The team that created a firestorm
of controversy after successfully cloning Dolly the sheep is considering
helping a group of researchers at Edinburgh create a genetically engineered
sheep that has human cystic fibrosis.

Cystic fibrosis is a genetic
disease caused when a child receives a specific faulty gene from both
parents. Cystic fibrosis causes a variety of health problems, which tend
to vary from individual to individual, but is marked by severe respiratory
problems. People with cystic fibrosis have mucus secretions that are much
thicker and stickier than normal human mucus secretions, and the thick
secretions can cause severe respiratory problems from difficulty breathing
to higher risk of infection. A lot of advances have been made in extending
the life span of people with cystic fibrosis, but even today only 50%
of those with the disease will survive into their 30s (many of those patients
have to take up to 40 pills a day to prolong their lives).

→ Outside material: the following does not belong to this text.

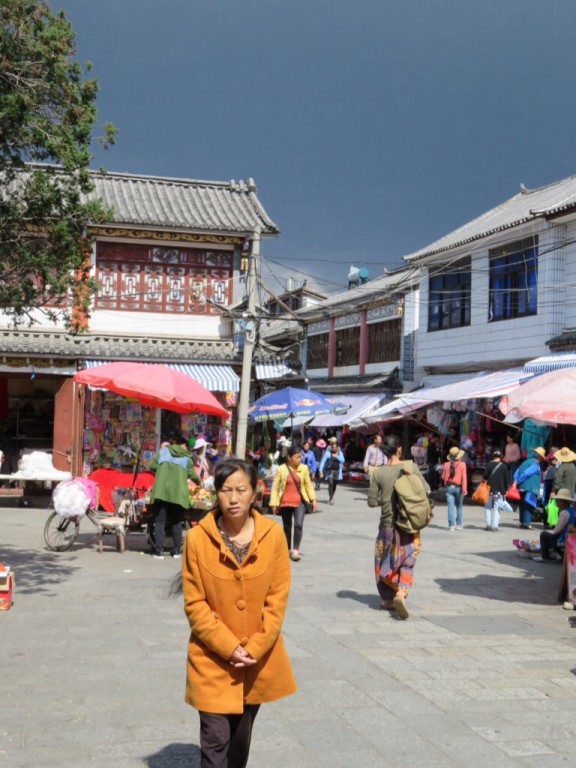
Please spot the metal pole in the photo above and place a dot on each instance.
(250, 330)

Scientists have already managed
to create smaller animals, such as mice and rats, with cystic fibrosis,
but nobody has attempted to do so with larger animals. Sheep are a particularly
good candidate for cystic fibrosis research because they have lungs similar
to human lungs, and they tend to suffer from similar respiratory ailments.
The research under consideration would create at least two sheep with
the defective gene and then require breeding those sheep to produce a
sheep with a copy of the defective gene from each parent.

The Edinburgh researchers already
have a gene therapy treatment for cystic fibrosis that has received approval
in Great Britain for testing in normal sheep, and if those experiments
are successful an experiment in sheep that have the human disease would
be the next logical step.

References:

Dolly
team to create sheep with cystic fibrosis
. The Times (UK), February
8, 2000.

What is cystic
fibrosis?
. Michigan State University fact sheet.